Jika suatu saat Vanka sudah jadi orang sukses, ia tidak akan pernah melupakan kebaikan atasan pertamanya itu. Syukur-syukur jika Vanka bisa balas budi. Kalau bukan karena beliau, mungkin Vanka tidak bisa membayar kos-kosannya dan akan berakhir menyedihkan seperti pengungsi.
Dengan langkah ringan Vanka berjalan menuju rumah ibu kos yang tepat berada di samping kos-kosannya. Ia mengetuk pintu beberapa kali sebelum wanita kurus bersanggul itu membukanya dan menyambut Vanka dengan senyuman hangat. Mungkin dia tahu kedatangan Vanka adalah untuk bayar kos, makanya ia sangat disambut.
“Saya mau bayar kos bu,” ujar Vanka tanpa basa-basi, tapi si ibu kos malah mengerjapkan matanya beberapa kali.
“Mau bayar buat bulan depan?” tanyanya.
Vanka nyengir, “Buat bulan ini aja dulu bu, saya belum ada uang kalau harus bayar buat bulan depan juga.”
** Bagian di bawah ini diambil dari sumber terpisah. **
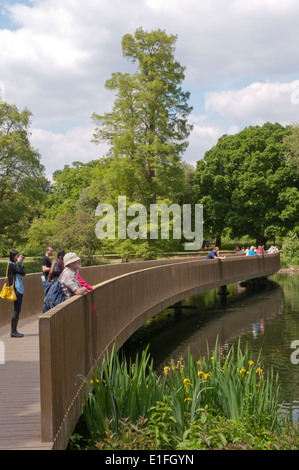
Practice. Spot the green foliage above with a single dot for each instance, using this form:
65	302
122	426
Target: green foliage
211	403
290	248
23	185
246	184
119	390
147	128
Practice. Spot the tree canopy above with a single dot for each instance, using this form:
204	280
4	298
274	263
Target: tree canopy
245	184
147	128
23	185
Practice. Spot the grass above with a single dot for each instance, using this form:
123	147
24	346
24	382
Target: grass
207	403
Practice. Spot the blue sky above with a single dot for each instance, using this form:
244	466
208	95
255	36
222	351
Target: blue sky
241	59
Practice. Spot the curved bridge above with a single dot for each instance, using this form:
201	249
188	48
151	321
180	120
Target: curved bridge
125	296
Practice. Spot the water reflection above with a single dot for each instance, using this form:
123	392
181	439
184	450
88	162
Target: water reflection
265	318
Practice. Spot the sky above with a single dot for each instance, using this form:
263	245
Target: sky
241	59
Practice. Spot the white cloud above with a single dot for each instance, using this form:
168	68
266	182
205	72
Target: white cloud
60	149
256	103
241	54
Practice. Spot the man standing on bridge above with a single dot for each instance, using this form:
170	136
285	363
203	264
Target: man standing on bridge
68	278
214	253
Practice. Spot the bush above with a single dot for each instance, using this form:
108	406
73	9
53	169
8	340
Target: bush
213	402
290	248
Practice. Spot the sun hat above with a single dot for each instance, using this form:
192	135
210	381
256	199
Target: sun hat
70	258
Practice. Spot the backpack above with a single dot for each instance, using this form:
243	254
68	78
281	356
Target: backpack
54	295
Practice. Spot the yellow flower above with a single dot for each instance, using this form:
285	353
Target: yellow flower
187	381
205	376
91	382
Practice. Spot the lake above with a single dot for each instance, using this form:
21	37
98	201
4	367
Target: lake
264	317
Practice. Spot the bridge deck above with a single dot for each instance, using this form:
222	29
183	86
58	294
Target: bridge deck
20	411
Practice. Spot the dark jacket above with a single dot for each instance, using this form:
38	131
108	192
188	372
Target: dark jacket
14	269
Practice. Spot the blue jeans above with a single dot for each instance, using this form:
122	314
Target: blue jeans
17	305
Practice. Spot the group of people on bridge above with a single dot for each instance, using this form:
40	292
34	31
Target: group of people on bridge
64	269
252	251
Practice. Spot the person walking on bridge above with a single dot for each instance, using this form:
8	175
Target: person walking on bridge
214	253
68	278
15	272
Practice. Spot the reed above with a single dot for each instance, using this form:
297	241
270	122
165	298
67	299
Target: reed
234	386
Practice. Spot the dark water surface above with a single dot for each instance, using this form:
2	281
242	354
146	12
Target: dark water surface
265	318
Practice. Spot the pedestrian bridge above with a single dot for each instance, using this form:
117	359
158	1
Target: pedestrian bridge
72	336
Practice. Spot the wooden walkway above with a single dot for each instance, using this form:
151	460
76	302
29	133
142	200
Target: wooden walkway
20	416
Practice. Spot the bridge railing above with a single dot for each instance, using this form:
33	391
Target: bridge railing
72	337
33	297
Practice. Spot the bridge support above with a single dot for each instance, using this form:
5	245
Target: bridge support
223	292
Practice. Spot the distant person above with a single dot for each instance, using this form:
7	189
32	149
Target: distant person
214	253
252	251
83	283
57	266
15	273
68	279
46	262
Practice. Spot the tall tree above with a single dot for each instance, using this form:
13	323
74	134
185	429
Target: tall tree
246	185
22	182
147	128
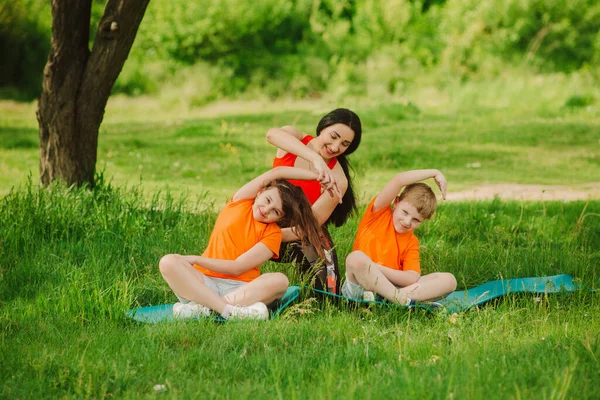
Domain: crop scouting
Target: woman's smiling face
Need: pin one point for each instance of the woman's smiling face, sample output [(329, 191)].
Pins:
[(334, 140)]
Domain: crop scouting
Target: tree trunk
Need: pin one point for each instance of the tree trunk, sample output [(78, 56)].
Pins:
[(77, 83)]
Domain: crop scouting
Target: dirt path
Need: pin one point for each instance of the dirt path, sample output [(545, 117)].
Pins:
[(585, 191)]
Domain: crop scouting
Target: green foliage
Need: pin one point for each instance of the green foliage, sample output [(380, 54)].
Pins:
[(554, 35), (24, 44), (306, 48)]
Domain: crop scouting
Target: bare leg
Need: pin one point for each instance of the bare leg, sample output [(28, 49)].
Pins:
[(432, 286), (266, 288), (361, 270), (188, 283)]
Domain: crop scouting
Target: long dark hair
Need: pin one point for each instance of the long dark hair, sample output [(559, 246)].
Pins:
[(343, 116), (298, 214)]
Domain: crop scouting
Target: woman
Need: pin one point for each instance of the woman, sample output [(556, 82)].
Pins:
[(338, 135)]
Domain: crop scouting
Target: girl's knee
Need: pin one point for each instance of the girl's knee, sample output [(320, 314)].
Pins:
[(356, 260), (167, 263), (278, 281)]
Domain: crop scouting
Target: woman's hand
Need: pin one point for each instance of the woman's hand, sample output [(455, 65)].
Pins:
[(442, 183), (326, 178)]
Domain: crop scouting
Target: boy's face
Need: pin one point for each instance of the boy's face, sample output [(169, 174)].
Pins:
[(267, 206), (406, 217)]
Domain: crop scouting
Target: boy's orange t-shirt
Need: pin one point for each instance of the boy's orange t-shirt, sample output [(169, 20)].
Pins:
[(378, 239), (235, 232), (311, 189)]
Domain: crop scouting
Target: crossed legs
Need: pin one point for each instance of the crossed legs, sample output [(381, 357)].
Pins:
[(361, 270), (188, 283)]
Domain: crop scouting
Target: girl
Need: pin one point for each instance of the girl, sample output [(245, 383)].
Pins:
[(226, 277), (338, 135)]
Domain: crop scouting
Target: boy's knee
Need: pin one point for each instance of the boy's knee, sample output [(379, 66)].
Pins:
[(451, 279), (357, 260), (167, 263)]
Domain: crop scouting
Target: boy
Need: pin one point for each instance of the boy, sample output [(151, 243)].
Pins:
[(385, 256)]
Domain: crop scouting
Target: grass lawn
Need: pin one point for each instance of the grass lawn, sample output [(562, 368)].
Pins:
[(72, 262)]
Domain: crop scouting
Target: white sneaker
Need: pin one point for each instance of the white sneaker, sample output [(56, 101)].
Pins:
[(368, 296), (190, 310), (255, 311)]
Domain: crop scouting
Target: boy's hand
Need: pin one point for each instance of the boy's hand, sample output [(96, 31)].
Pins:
[(442, 183)]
“Loh, buat bulan ini kan sudah dibayar.” Kini Vanka yang mengerjap kebingungan. Ia mencoba mengingat-ingat kapan ia membayarnya, tapi Vanka tidak ingat sama sekali. Urusan uang ia tidak mungkin lupa.
“Saya udah bayar?”
“Iya, kemarin kan pacarnya nak Vina ke sini terus dia yang bayarin. Emangnya dia gak ngasih tau kamu?”
“Reno ke sini?”
“Oh, jadi namanya Reno.” Si ibu kos malah keliatan tertarik tentang kisah asmara Vanka.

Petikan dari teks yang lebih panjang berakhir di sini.